Meanwhile, on the “private sector company” side of the equation – if that data had value, there were probably eager buyers. In Canada for example, interest in census data – to help with planning where to locate stores or how to engage in marketing and advertising effectively – was sold because the private sector made it clear they were willing to pay to gain access to it. (Sadly, this was bad news for academics, non-profits and everybody else, for whom it should have been free, as it was in the US).

So my point is, that a great deal of the (again) obvious low hanging fruit has probably been picked long before the open data movement showed up, because governments – or companies – were willing to invest some modest amounts to create the benefits that picking those fruit would yield.

This is not to say I don’t think there are diamonds in the rough out there – data sets that will reveal significant savings – but I doubt they will be obvious or easy finds. Nor do I think that billion dollar companies are going to spring up around open datasets over night since –  by definition – open data has low barriers to entry to any company that adds value to them. One should remember it took Red Hat two decades to become a billion dollar company. Impressive, but it is still a tiny compared to many of its rivals.

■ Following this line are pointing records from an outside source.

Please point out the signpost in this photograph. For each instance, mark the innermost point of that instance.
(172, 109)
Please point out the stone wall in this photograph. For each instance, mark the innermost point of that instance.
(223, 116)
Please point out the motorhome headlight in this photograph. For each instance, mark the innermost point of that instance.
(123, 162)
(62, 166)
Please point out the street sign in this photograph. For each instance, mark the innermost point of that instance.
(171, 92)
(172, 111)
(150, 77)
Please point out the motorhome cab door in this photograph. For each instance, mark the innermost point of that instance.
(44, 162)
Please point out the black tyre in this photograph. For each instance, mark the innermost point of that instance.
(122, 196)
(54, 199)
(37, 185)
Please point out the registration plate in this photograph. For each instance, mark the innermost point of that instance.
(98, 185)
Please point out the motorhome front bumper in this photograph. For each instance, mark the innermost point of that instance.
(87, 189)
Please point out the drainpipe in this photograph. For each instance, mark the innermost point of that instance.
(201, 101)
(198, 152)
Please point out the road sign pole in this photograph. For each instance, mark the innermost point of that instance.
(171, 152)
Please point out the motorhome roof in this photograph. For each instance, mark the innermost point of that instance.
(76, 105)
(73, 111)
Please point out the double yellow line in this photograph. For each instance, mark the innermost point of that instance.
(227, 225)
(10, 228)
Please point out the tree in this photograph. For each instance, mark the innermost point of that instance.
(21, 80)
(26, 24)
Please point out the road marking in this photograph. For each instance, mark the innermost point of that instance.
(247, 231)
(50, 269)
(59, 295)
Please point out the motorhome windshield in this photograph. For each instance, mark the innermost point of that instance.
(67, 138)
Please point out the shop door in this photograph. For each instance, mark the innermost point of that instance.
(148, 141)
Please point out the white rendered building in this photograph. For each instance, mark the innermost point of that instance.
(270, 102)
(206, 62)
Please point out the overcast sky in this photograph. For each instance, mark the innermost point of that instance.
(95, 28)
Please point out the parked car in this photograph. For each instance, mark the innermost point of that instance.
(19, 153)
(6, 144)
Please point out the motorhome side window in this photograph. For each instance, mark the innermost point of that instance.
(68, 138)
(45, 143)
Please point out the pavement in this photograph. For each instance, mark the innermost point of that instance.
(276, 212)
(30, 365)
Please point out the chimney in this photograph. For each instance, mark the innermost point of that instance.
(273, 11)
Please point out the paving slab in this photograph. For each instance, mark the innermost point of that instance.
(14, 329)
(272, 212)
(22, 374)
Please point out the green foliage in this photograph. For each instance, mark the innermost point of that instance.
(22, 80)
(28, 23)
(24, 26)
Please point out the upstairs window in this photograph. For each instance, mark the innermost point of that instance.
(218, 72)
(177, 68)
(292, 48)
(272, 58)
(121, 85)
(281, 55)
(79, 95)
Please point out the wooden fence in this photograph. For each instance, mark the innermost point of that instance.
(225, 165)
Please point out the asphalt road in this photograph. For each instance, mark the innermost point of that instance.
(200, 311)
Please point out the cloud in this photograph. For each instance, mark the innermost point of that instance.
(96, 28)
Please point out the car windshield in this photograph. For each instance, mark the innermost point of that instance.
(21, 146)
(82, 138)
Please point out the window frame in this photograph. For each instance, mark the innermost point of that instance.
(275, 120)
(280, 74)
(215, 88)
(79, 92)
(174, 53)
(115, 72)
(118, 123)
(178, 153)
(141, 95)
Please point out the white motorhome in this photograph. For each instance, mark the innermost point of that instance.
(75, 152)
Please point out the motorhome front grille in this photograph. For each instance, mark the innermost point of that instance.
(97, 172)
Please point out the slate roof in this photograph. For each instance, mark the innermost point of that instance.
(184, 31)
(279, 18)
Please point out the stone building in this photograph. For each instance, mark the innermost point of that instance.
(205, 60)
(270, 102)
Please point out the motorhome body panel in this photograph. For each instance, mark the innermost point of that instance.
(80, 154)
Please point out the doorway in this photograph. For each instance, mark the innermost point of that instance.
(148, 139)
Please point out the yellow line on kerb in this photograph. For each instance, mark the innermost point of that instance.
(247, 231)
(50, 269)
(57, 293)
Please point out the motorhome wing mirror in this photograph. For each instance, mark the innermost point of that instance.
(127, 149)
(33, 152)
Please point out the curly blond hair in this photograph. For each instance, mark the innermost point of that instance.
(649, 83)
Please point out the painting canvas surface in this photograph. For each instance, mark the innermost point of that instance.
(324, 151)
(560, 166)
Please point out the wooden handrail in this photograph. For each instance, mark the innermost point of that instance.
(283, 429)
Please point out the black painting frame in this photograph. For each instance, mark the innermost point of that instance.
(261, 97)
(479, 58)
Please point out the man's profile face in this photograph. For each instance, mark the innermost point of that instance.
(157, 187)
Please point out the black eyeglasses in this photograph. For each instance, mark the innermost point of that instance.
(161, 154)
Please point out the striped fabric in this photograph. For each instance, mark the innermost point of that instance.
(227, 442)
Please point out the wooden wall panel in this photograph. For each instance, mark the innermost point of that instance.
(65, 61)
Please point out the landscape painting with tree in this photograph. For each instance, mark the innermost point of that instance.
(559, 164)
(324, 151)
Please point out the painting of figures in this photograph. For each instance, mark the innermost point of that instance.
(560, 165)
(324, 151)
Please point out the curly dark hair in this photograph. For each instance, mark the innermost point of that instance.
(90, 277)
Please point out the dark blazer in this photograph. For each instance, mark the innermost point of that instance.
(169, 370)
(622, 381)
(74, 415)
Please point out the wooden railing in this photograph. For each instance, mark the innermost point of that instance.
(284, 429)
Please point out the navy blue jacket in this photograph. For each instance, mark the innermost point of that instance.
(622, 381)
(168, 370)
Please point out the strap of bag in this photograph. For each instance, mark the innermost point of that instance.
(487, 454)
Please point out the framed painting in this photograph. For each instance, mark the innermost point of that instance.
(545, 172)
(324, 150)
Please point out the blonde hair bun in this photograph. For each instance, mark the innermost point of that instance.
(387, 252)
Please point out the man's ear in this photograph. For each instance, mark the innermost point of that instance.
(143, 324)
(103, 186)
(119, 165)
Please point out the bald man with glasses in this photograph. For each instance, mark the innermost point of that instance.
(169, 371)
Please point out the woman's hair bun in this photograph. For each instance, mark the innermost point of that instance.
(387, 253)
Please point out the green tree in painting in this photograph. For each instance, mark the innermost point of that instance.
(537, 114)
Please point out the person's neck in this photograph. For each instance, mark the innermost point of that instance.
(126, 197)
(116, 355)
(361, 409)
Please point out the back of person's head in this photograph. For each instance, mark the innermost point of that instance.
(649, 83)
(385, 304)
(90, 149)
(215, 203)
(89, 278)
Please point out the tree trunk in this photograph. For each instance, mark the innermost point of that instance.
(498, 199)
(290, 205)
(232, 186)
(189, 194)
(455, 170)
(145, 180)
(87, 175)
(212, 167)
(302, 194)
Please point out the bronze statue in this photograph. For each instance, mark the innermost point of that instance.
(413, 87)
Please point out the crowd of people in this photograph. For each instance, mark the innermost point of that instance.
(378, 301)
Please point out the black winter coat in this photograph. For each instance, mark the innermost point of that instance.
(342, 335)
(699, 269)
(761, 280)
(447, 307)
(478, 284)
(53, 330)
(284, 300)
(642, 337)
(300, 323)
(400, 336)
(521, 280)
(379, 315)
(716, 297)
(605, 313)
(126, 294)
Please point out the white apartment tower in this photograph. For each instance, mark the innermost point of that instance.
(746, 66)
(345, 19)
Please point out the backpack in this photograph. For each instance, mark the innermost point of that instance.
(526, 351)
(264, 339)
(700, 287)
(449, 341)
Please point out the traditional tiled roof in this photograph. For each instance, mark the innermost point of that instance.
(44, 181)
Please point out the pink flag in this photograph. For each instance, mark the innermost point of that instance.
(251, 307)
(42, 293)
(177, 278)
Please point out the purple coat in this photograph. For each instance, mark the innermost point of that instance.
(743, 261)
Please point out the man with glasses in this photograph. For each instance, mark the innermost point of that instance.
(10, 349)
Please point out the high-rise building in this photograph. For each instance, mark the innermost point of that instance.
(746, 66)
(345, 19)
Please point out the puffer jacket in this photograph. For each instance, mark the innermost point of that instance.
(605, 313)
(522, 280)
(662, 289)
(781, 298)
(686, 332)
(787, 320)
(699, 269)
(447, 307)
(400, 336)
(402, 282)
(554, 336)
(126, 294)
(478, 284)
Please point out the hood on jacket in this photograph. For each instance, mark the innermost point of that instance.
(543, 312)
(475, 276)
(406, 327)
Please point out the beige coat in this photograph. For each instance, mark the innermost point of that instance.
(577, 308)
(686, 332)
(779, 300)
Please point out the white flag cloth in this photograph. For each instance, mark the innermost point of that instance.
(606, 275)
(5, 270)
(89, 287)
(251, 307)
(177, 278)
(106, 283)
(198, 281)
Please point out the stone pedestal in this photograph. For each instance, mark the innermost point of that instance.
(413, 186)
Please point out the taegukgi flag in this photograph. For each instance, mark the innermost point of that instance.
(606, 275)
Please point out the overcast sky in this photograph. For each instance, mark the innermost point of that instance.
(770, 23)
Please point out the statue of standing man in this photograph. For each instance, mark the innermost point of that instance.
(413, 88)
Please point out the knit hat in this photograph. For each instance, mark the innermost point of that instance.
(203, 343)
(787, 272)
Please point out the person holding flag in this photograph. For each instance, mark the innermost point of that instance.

And that is my main point.

The real impact of open data will likely not be in the economic wealth it generates, but rather in its destructive power. I think the real impact of open data is going to be in the value it destroys and so in the capital it frees up to do other things. Much like Red Hat is fraction of the size of Microsoft, Open Data is going to enable new players to disrupt established data players.

What do I mean by this?

Take SeeClickFix. Here is a company that, leveraging the Open311 standard, is able to provide many cities with a 311 solution that works pretty much out of the box. 20 years ago, this was a $10 million+ problem for a major city to solve, and wasn’t even something a small city could consider adopting – it was just prohibitively expensive. Today, SeeClickFix takes what was a 7 or 8 digit problem, and makes it a 5 or 6 digit problem. Indeed, I suspect SeeClickFix almost works better in a small to mid-sized government that doesn’t have complex work order software and so can just use SeeClickFix as a general solution. For this part of the market, it has crushed the cost out of implementing a solution.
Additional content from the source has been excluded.